- Born: 1968 (age 57–58) Shenqiu County, Henan, China
- Education: Fudan University California State University, Northridge Sun Yat-sen University
- Occupations: Journalist, media executive
- Years active: 1990–present
- Known for: Founding and leading China Business News; founder of Qin Shuo's Circle of Friends

= Qin Shuo =

Chinese journalist and media executive

Qin Shuo (秦朔) is a Chinese journalist and former newspaper editor.

==Early life and education==

Qin was born in Shenqiu County, Henan, People's Republic of China. He is a member of the Chinese Communist Party. He graduated from the Department of Journalism at the Fudan University School of Journalism in July 1990.

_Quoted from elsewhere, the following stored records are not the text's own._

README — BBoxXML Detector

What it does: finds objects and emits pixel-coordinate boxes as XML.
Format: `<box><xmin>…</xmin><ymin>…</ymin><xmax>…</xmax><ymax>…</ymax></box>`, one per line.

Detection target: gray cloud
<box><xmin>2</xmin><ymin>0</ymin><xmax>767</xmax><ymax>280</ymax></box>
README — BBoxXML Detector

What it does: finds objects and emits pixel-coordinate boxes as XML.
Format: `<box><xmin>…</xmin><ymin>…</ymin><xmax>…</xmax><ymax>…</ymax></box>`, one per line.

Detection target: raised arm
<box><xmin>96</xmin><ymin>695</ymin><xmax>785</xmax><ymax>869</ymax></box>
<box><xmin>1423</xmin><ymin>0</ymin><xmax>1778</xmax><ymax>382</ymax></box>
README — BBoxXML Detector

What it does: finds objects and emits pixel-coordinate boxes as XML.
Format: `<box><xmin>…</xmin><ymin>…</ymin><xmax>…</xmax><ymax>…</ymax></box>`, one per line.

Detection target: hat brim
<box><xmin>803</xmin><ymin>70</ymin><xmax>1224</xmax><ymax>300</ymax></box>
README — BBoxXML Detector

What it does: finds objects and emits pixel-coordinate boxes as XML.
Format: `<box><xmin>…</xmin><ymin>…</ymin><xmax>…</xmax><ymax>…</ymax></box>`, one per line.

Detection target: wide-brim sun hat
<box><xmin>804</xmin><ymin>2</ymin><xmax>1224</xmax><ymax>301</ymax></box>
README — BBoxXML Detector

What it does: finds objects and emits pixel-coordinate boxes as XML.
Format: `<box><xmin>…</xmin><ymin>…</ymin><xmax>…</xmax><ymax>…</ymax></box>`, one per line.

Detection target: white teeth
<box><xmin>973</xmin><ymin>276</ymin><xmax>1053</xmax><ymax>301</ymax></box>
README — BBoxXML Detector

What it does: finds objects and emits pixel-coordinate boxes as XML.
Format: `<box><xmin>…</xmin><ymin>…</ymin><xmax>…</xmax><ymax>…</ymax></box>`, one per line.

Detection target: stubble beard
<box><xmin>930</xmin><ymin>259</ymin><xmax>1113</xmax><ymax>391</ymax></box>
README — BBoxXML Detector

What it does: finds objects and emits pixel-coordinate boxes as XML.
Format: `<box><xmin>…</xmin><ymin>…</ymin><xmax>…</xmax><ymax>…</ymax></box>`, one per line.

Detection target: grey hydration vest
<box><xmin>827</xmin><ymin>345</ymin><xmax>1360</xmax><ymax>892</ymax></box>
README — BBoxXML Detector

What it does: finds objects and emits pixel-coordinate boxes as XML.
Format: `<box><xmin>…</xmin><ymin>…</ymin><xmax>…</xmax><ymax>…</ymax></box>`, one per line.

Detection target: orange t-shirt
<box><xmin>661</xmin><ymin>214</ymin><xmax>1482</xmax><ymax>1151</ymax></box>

In 2000, Qin studied at California State University, Northridge, where he obtained a Master of Public Administration degree. In September 2001, he began part-time doctoral studies at Sun Yat-sen University, focusing on Chinese marketing and consumer behavior. His doctoral research was associated with the fields of journalism and media studies.

==Career==

After graduating from Fudan University, Qin joined South Reviews as an editor and reporter. In 1997, he became the magazine's editor-in-chief.

In 2003, Qin publicly argued against excessive emphasis on gross domestic product (GDP) growth. His article Mr. GDP's Narrative was later included in a graduate-level macroeconomics textbook published by People's University of China Press (Renmin University of China Press).

In 2004, he participated in the founding of China Business News and became its editor-in-chief. He also served as general manager of China Business Network Co., Ltd., a subsidiary of Shanghai Media Group.

In June 2015, Qin resigned from China Business News. On 16 October 2015, he launched a self-media platform, Qin Shuo's Circle of Friends , a form of personal media (self-media) focusing on economics, business, and public affairs. The platform publishes content in the context of China's digital media ecosystem and emerging social media landscape.